S’aventurer devant ses pairs, ne rien dire, si ce n’est qu’il veut qu’une solution rapide soit trouvée. Ne rien dire et faire croire que son intervention sera à même de réduire en bouillie les derniers opposants. Ne rien dire et convaincre à distance les récalcitrants que le bien du pays impose le sauvetage de Pictet & Compagnies. Des autres aussi puisqu’on me le demande. Surtout ne pas faire de vagues. Surtout affirmer que la voie de la raison, c’est d’accepter le deal américain. Moi, Nicolas, je le connais dans les grandes lignes, ce deal; les autres, ils ont pas besoin de tout savoir; et puis à quoi ça servirait que les sénateurs mettent leur nez dans la mélasse; tout ça c’est déjà bien assez compliqué; qu’on arrête de me poser des questions, car mes réponses seront toujours identiques. Des réponses incluant des non-dits, des réponses de banquier silencieux, des réponses d’amateur de secrets bien gardés, des réponses d’un homme qui sait que moins on en dit mieux on se porte.
Accepter de sourire aux juristes américains, ça permettra de faire des courbettes plus tard et d’éviter trop d’échanges insolites (tiens ça rime avec automatiques) d’informations. Pictet & Compagnies n’aiment pas ce qui se trame, mais ce sera toujours mieux que d’informer les représentants des citoyens; ces parlementaires pourraient eux aussi s’y mettre et poser des questions trop embarrassantes. Non, non, aucun risque, prendre toutes les garanties qu’on me donnera, sourire encore et encore, et puis, en grand seigneur, avaliser envers et contre tout cette proposition venant d’outre-Atlantique. L’avaliser, la ratifier, la bénir, voilà le but de cette grande vadrouille auprès des banquiers amis et des autorités législatives. Peut-être économisera-t-on ainsi quelques millions qui ne viendront pas faire fructifier d’autres dépenses budgétaires inutiles.
Et puis, au fond du fond, tout au fond de la piscine, c’est quand même pas juste, se dit Nicolas, que ma banque puisse être inquiétée pour des actes d’évasion fiscale commis par des clients, des actes qui n’étaient pas même punissables en Suisse jadis, des actes qui ont permis à notre personnel de si bien vivre au bord du Lac Léman.
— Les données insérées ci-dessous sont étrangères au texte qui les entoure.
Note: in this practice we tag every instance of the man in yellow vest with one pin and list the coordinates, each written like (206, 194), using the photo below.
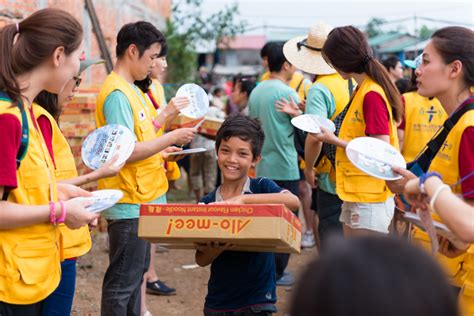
(143, 178)
(327, 97)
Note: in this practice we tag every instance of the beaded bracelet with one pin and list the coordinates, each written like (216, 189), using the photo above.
(62, 218)
(436, 194)
(424, 177)
(52, 213)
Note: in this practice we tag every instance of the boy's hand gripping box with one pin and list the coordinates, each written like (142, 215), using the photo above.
(209, 127)
(267, 228)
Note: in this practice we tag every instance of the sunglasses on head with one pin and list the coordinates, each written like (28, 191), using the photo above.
(77, 80)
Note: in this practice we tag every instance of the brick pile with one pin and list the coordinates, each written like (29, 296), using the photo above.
(77, 121)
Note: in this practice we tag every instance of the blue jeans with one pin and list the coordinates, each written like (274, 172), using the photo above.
(258, 310)
(60, 301)
(129, 257)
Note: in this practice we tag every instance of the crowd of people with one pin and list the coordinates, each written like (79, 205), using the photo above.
(257, 157)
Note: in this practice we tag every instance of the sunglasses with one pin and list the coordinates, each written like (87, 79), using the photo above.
(77, 80)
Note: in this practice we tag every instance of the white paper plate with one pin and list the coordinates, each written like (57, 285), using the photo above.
(188, 151)
(311, 122)
(198, 100)
(375, 157)
(102, 200)
(104, 143)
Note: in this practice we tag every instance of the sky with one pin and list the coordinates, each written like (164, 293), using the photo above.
(265, 16)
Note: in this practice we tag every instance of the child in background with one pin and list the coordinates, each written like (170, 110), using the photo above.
(241, 283)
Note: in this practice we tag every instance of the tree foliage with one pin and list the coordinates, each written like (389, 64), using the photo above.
(373, 27)
(189, 27)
Des actes finalement qui ont fait la fortune de notre pays.
Oh oui, il nous faut une solution rapide; nous autres, banquiers, on va tout de même pas attendre que la justice fasse son travail; tout cela va prendre trop de temps; et le temps, c’est de l’argent. Non, non, agissons vite, faisons semblant de faire fonctionner la démocratie, et chantons en chœur nos propres louanges.
Switzerland is so beautiful quand on comprend comment les banquiers se jouent de nous. « The Swiss banks are simply the best ones in the world ».
C’est trop injuste, on nous en veut d’être les meilleurs. Et depuis si longtemps.
Post Scriptum : Cet article vous paraît trop précis, trop peu limpide, trop transparent, trop obscur, n’hésitez pas, contactez Monsieur Frank Renggli, chez Pictet, il vous donnera toutes les informations idoines pour contrer la subversion qui mine le pays.